Roscoe is a little boy living somewhere in rural America. During the day, he plays hide-and-seek with his best friend Eva. At night, he's visited by a strange demon, Dimwos. One night, Dimwos take Roscoe to his secret cave, where he spends the next twenty years learning magic and how to save the world from other, more evil demons. When Roscoe emerges as an adult, he must find Eva and fight off the evil that is turning people into demons and zombies.
My understanding is that this film is very much a family affair, filmed on writer/director/star James Sizemore's family farm. And the production value is very high. In fact, it made me nostalgic for the days of handmade special effects, of using whatever was on hand to make someone look like a zombie. And you know what? The effects in this film are better, because they are handmade.
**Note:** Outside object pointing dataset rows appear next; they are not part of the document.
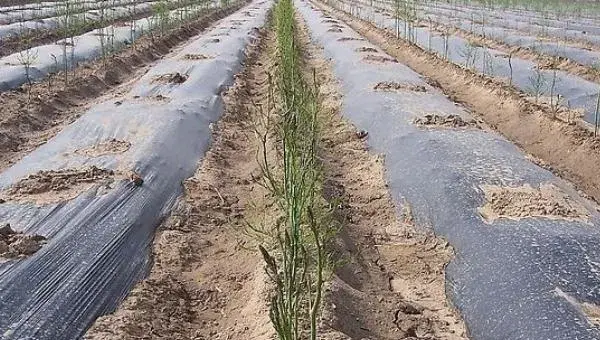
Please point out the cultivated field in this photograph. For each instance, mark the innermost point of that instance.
(299, 169)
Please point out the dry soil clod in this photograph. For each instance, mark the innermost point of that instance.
(525, 202)
(14, 244)
(171, 78)
(57, 180)
(394, 86)
(191, 56)
(111, 146)
(367, 49)
(449, 121)
(350, 39)
(379, 59)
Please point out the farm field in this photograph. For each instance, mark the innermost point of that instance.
(299, 169)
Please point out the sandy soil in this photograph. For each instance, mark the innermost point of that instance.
(433, 120)
(36, 38)
(112, 146)
(391, 86)
(391, 284)
(207, 281)
(14, 244)
(53, 186)
(26, 123)
(525, 201)
(568, 150)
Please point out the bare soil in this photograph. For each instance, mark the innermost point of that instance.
(207, 281)
(49, 186)
(448, 121)
(525, 201)
(567, 149)
(34, 38)
(391, 86)
(378, 59)
(14, 244)
(33, 114)
(391, 283)
(111, 146)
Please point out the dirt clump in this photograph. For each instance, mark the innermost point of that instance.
(350, 39)
(568, 149)
(48, 186)
(367, 49)
(379, 59)
(394, 86)
(447, 121)
(171, 78)
(390, 282)
(525, 201)
(14, 244)
(206, 272)
(33, 114)
(190, 56)
(111, 146)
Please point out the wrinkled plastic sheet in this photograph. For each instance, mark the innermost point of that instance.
(98, 243)
(562, 20)
(19, 28)
(587, 33)
(515, 38)
(44, 10)
(47, 59)
(575, 92)
(506, 276)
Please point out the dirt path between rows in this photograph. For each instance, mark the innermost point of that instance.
(32, 115)
(568, 150)
(392, 283)
(545, 61)
(208, 280)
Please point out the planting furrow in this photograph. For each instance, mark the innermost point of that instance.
(20, 37)
(28, 27)
(114, 176)
(22, 15)
(568, 96)
(525, 240)
(514, 31)
(33, 64)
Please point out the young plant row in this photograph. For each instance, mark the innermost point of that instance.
(296, 255)
(158, 25)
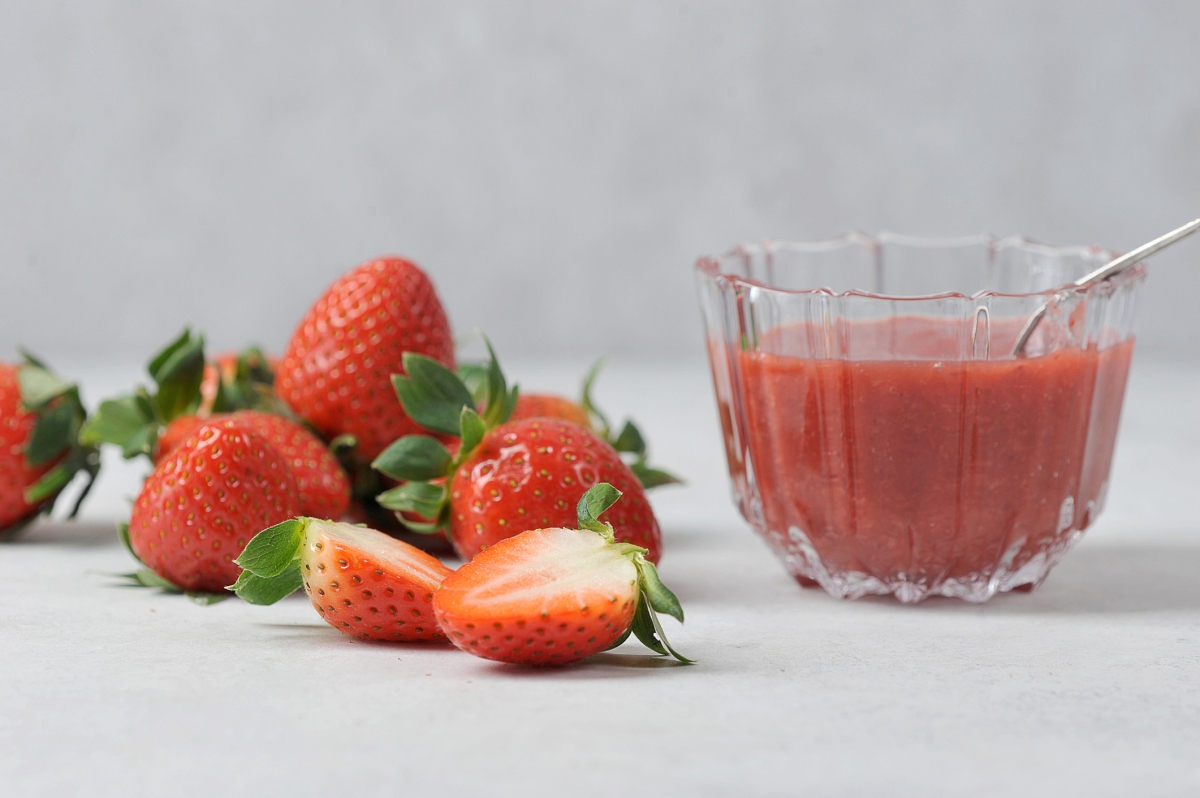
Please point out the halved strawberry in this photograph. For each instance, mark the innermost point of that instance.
(363, 582)
(553, 597)
(508, 477)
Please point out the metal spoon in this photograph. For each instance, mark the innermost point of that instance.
(1108, 270)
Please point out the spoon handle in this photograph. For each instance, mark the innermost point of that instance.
(1111, 268)
(1146, 250)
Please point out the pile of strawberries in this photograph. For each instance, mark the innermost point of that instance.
(268, 477)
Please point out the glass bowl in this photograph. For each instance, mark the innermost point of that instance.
(882, 437)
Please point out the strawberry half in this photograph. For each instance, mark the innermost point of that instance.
(507, 477)
(553, 597)
(40, 421)
(336, 372)
(363, 582)
(202, 505)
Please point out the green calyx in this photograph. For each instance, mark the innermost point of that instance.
(144, 577)
(270, 563)
(441, 401)
(653, 595)
(135, 421)
(55, 437)
(629, 442)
They look more real than anything CGI. The monsters are better and more interesting, with such attention to detail. A combination of old-school Fulci-style Italian horror films and creature features, the film really is about the combination of effects, sound and music. I kept marvelling at it, and how filmmakers have forgotten to put this kind of effort in.
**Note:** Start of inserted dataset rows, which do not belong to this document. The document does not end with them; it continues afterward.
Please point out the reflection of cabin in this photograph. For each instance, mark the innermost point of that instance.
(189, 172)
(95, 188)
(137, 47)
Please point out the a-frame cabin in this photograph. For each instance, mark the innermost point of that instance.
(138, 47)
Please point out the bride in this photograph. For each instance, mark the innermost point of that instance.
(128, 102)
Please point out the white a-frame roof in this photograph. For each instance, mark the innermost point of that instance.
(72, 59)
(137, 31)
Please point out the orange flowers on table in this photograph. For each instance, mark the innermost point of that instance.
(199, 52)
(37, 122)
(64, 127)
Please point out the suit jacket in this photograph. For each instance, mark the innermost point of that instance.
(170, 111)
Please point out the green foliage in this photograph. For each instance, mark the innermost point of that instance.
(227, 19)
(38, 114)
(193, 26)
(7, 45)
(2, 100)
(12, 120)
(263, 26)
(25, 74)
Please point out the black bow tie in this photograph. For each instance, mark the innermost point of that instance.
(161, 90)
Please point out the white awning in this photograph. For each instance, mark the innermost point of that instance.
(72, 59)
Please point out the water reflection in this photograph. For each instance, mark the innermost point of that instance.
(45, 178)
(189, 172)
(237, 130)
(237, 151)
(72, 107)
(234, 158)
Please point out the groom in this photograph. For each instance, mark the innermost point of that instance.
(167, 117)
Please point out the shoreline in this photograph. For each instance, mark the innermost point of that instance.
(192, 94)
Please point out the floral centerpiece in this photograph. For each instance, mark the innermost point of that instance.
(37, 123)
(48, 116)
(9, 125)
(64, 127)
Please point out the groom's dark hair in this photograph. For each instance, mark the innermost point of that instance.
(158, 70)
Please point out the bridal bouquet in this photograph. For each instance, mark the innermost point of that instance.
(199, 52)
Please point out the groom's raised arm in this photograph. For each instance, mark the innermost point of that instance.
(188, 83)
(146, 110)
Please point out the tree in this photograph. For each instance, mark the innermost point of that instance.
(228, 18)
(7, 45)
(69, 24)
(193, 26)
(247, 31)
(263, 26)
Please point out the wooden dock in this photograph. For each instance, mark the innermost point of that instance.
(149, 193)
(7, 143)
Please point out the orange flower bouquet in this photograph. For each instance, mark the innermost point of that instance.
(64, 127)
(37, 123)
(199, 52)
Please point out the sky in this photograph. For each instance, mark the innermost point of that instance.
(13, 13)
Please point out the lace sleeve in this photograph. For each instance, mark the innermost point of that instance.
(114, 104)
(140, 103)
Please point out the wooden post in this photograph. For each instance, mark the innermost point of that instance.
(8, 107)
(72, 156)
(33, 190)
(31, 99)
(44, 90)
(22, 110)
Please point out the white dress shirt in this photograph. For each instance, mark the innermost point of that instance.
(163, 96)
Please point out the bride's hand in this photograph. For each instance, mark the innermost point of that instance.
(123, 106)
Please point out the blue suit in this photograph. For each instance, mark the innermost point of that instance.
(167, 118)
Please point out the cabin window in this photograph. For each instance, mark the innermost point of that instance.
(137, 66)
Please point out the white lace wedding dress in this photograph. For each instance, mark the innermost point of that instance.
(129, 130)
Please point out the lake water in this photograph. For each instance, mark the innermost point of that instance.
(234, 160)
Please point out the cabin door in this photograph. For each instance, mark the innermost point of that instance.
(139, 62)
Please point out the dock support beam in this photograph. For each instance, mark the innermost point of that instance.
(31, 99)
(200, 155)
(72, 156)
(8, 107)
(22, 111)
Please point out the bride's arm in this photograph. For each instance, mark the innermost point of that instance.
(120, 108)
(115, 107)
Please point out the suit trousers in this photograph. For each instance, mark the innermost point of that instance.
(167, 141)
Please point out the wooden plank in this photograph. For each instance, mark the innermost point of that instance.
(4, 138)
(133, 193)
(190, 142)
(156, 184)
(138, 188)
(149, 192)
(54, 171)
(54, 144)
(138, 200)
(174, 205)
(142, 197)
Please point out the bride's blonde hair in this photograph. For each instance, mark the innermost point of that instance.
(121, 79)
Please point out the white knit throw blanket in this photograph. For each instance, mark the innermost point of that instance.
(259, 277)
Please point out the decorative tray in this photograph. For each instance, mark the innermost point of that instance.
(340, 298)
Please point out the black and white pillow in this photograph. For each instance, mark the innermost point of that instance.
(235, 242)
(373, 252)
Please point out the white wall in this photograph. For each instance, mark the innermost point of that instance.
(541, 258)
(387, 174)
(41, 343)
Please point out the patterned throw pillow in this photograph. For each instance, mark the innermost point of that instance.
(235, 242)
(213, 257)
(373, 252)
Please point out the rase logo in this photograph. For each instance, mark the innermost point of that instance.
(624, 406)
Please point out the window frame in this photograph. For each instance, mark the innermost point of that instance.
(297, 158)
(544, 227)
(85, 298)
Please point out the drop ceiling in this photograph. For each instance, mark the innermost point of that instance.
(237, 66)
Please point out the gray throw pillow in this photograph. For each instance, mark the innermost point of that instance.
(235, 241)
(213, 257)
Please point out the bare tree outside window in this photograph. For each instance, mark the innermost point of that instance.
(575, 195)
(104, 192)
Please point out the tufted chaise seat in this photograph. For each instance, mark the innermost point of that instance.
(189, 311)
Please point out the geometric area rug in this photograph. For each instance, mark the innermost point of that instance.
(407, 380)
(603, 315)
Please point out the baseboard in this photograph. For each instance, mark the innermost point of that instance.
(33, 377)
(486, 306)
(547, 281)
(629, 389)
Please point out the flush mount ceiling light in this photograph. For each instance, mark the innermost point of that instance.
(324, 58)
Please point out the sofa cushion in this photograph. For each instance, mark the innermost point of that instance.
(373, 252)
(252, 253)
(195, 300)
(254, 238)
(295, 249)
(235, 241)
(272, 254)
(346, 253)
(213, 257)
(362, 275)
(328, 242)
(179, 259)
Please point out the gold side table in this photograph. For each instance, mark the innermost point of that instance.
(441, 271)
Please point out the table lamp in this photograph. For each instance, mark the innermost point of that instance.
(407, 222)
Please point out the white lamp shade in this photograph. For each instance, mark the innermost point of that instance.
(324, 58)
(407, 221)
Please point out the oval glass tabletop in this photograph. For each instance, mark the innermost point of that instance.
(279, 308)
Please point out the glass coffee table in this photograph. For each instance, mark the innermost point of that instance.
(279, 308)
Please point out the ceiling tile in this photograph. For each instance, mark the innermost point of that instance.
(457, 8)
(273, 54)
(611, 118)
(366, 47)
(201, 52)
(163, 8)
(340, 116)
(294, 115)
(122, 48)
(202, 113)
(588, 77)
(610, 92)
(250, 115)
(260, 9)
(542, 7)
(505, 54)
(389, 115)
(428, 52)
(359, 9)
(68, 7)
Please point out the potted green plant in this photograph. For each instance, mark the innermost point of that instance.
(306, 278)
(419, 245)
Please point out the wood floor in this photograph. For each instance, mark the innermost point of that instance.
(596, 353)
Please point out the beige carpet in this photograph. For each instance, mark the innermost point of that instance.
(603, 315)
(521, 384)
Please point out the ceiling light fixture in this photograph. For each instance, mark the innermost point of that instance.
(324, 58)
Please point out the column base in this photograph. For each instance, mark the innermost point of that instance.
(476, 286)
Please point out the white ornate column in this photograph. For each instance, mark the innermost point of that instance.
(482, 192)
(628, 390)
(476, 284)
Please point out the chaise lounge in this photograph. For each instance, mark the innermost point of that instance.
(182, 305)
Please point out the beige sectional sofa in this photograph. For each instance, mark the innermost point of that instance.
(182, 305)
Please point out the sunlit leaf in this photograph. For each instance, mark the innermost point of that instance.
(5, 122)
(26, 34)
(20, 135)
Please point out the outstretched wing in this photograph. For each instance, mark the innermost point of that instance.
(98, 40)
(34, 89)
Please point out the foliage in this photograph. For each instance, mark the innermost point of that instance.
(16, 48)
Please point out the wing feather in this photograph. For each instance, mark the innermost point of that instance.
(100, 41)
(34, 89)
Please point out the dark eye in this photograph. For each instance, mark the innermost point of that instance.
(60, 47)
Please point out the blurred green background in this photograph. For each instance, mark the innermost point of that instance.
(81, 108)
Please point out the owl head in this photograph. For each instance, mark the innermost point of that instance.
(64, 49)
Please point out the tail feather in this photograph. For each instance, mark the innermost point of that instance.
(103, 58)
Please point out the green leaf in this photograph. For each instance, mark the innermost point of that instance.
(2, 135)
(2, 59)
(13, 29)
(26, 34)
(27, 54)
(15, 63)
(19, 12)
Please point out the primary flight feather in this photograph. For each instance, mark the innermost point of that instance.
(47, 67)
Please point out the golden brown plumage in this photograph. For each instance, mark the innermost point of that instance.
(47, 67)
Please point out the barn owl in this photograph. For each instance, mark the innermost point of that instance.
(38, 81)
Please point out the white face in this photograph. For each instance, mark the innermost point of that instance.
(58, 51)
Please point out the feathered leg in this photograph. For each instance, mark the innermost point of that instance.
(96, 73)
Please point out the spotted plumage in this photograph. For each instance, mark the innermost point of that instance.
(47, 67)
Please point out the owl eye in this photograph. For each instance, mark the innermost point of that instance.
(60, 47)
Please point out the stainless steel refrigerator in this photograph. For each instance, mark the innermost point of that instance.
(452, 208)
As with all films like this, the narrative is somewhat secondary. It's definitely got the surrealism down, and the story isn't hard to follow. As I said, it feels like were filming in script order, and maybe they didn't have an exact script, so couldn't quite remember what they filmed the day before. Overall, this isn't a problem, though at slightly more than 100 minutes, it could do with some trimming, as a few times it does fall a bit flat as we're waiting for the next creature to show up.
Considering the psychedelic nature of the story, though, its sparseness and lack of continuity help add to the atmosphere. The old school style effects also help to connect with the characters more, both to cry for them and laugh at them. The screening I attended was laughing almost the whole way through, the kind of laughter that comes from a strange combination of both understanding and WTF was that?.
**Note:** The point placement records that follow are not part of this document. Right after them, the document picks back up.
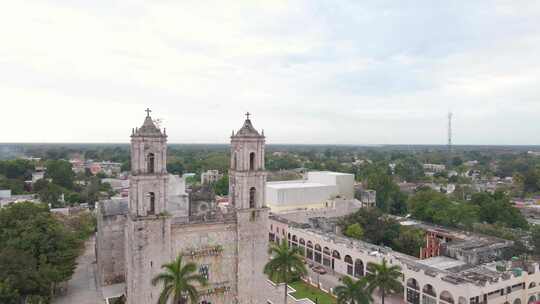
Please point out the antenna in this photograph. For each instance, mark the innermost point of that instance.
(449, 134)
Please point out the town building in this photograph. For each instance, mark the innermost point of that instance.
(436, 168)
(39, 173)
(210, 176)
(464, 271)
(313, 192)
(368, 198)
(6, 198)
(139, 234)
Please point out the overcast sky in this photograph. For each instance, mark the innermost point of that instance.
(332, 72)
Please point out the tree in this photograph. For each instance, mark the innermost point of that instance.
(221, 187)
(178, 282)
(353, 292)
(385, 278)
(50, 194)
(354, 231)
(36, 250)
(535, 239)
(285, 265)
(8, 295)
(16, 169)
(409, 169)
(61, 173)
(410, 241)
(175, 167)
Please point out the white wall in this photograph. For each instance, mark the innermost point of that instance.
(298, 196)
(343, 181)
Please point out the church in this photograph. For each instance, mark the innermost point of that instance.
(229, 245)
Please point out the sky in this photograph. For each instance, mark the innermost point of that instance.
(310, 72)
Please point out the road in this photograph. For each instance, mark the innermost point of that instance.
(82, 286)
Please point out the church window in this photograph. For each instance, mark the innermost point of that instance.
(150, 164)
(152, 198)
(252, 161)
(252, 197)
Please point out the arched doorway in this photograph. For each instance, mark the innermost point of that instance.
(150, 163)
(358, 268)
(349, 262)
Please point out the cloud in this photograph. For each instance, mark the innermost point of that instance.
(311, 71)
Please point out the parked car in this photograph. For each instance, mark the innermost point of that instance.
(319, 269)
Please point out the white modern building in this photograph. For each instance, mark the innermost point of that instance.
(313, 192)
(210, 176)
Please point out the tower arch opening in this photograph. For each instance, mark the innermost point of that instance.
(252, 193)
(252, 161)
(150, 162)
(152, 205)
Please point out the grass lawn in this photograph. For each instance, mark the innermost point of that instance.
(304, 290)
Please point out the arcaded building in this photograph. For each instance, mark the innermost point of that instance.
(228, 245)
(468, 272)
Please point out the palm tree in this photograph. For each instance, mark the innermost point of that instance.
(178, 280)
(353, 292)
(285, 265)
(384, 277)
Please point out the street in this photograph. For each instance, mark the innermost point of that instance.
(82, 286)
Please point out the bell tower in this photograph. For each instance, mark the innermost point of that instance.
(247, 174)
(247, 183)
(148, 226)
(148, 179)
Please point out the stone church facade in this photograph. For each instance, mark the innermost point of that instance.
(229, 245)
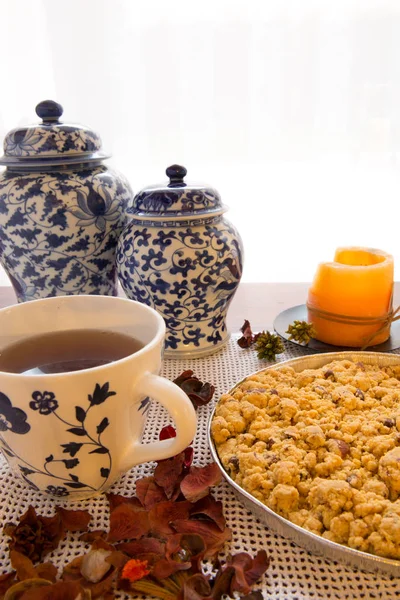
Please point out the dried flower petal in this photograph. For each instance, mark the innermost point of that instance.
(197, 483)
(167, 473)
(247, 570)
(135, 569)
(197, 587)
(94, 565)
(115, 499)
(7, 580)
(164, 513)
(126, 522)
(167, 432)
(213, 537)
(148, 492)
(199, 393)
(35, 536)
(74, 520)
(47, 571)
(208, 507)
(247, 338)
(22, 565)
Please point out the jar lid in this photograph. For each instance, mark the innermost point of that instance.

All the performers, Sizemore, Ashleigh Jo Sizemore as Eva, and all the supporting cast put their heart and souls into it; they match their acting to the style and level of the film without making light or fun of it. This is a rare and great case of a labour of love that is incredible accomplished, without falling into the usual traps of DIY filmmaking. There is great time and care in this film, and above all, great fun. So sit back, relax (spliff optional) and enjoy what is sure to become a classic.